[PATCH] D125485: [ArgPromotion] Unify byval promotion with non-byval

Fri Jun 24 03:15:57 PDT 2022

psamolysov marked 14 inline comments as done.
psamolysov added a comment.

@nikic Thank you very much for the review and comments, I've addressed almost all of them and asked a pair of questions about alignment check for loads in the `HandleEndUser` lambda. Could you have a look and give your answers?

================
Comment at: llvm/lib/Transforms/IPO/ArgumentPromotion.cpp:326
+                                    return Res + ArgParts.second.size();
+                                  }));
+
----------------
nikic wrote:
> I doubt this code is performance-critical enough to need this accumulate + reserve :)
I agree, removed this `accumulate` and `reserve`.

================
Comment at: llvm/lib/Transforms/IPO/ArgumentPromotion.cpp:376

-    // Otherwise, if we promoted this argument, then all users are load
-    // instructions (with possible casts and GEPs in between).
+    // Cleanup the code from the dead instructions: GEPs and BitCasts in between
+    // the original argument and its users: loads and stores. Retarget every
----------------
nikic wrote:
> This comment looks a bit out of place, as this closure doesn't remove any dead instructions itself.
Thank you. I've moved the comment just before the dead code elimination loop.

================
Comment at: llvm/lib/Transforms/IPO/ArgumentPromotion.cpp:401
+        Value *TheAlloca = GetAlloca(Ptr);
+        IRBuilder<NoFolder> LIRB(LI);
+        Instruction *NewLI = LIRB.CreateAlignedLoad(LI->getType(), TheAlloca,
----------------
nikic wrote:
> It's possible to reuse one IRBuilder instance using `IRB.SetInsertPoint()`.
I wasn't aware about this method, thanks!

================
Comment at: llvm/lib/Transforms/IPO/ArgumentPromotion.cpp:431
+    for (const auto &Pair : OffsetToAlloca) {
+      if (isAllocaPromotable(Pair.second))
+        Allocas.push_back(Pair.second);
----------------
nikic wrote:
> Can we `assert(isAllocaPromotable())` here? I think that by design, we should only produce promotable allocas.
I've added the assertion for `isAllocaPromotable`.

================
Comment at: llvm/lib/Transforms/IPO/ArgumentPromotion.cpp:443-444
+    // succeed.
+    DominatorTree DT(*NF);
+    PromoteMemToReg(Allocas, DT, &AC);
   }
----------------
aeubanks wrote:
> creating the DominatorTree should go through something like
> `function_ref<DominatorTree &(Function &F)> DTGetter`, see `AARGetter`.
> 
> but we run SROA (including mem2reg) right after argpromotion, is there a reason to run mem2reg here rather than leave it for the function simplification pipeline? then we wouldn't need to worry about AssumptionCache/DominatorTree here since they're purely used for mem2reg
About running `mem2reg` in the pass. I tried to remove the `mem2reg` and run a few tests with `opt -O3` (and adding the `noinline` attribute for the callee before), and see that the almost of the code of the callees is optimized out, so the idea just to remove the `mem2reg` call from the pass looks suitable. 

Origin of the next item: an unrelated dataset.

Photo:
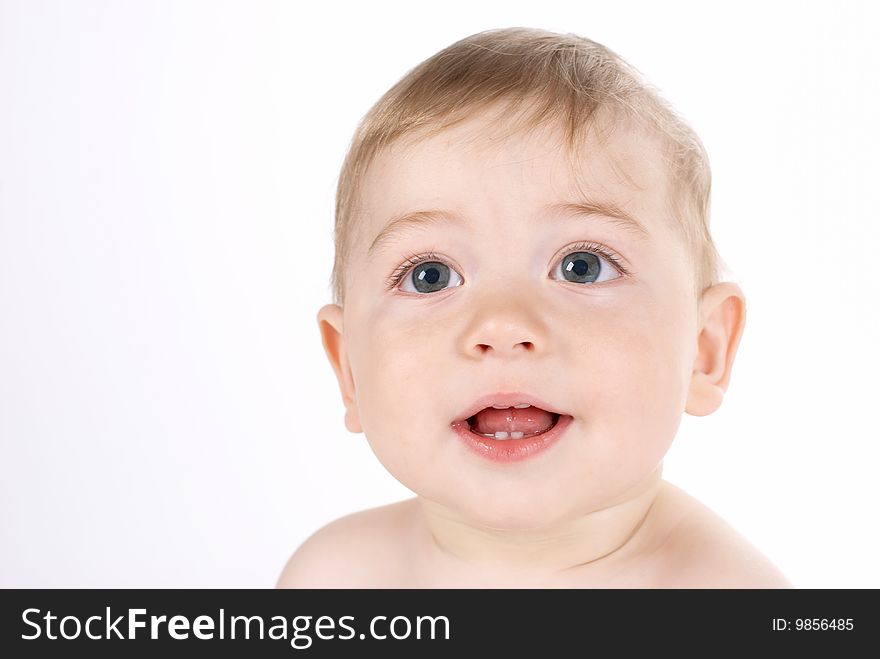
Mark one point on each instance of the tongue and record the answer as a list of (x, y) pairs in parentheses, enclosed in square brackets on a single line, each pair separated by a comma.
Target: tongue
[(529, 420)]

@nikic what is your opinion? Should we call the `mem2reg` inside the argument promotion pass or let the compilation pipeline call it?

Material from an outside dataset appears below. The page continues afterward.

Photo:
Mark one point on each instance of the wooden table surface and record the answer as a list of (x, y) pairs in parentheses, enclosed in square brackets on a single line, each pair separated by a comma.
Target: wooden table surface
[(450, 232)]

P.S. I'm also planning to add the `Dead Argument Elimination` pass into the pipeline after landing this patch because `mem2reg` after new argument promotion leaves unused arguments.

================
Comment at: llvm/lib/Transforms/IPO/ArgumentPromotion.cpp:443-444
+    // succeed.
+    DominatorTree DT(*NF);
+    PromoteMemToReg(Allocas, DT, &AC);
   }
----------------
psamolysov wrote:
> aeubanks wrote:
> > creating the DominatorTree should go through something like
> > `function_ref<DominatorTree &(Function &F)> DTGetter`, see `AARGetter`.
> > 
> > but we run SROA (including mem2reg) right after argpromotion, is there a reason to run mem2reg here rather than leave it for the function simplification pipeline? then we wouldn't need to worry about AssumptionCache/DominatorTree here since they're purely used for mem2reg
> About running `mem2reg` in the pass. I tried to remove the `mem2reg` and run a few tests with `opt -O3` (and adding the `noinline` attribute for the callee before), and see that the almost of the code of the callees is optimized out, so the idea just to remove the `mem2reg` call from the pass looks suitable. 
> 
> @nikic what is your opinion? Should we call the `mem2reg` inside the argument promotion pass or let the compilation pipeline call it?
> 
> P.S. I'm also planning to add the `Dead Argument Elimination` pass into the pipeline after landing this patch because `mem2reg` after new argument promotion leaves unused arguments.
@aeubanks Thank you for the suggestion about `DTGetter`. 
 Unfortunately, I cannot get why the `DTGetter` should be used. As I get, `AARGetter` is a wrapper over the `FAM.getResult<AAManager>(F)` for the new PM and is just an instance of the `LegacyAARGetter` class for the legacy PM. It's goal is to give the correct AAR depending on the used pass manager.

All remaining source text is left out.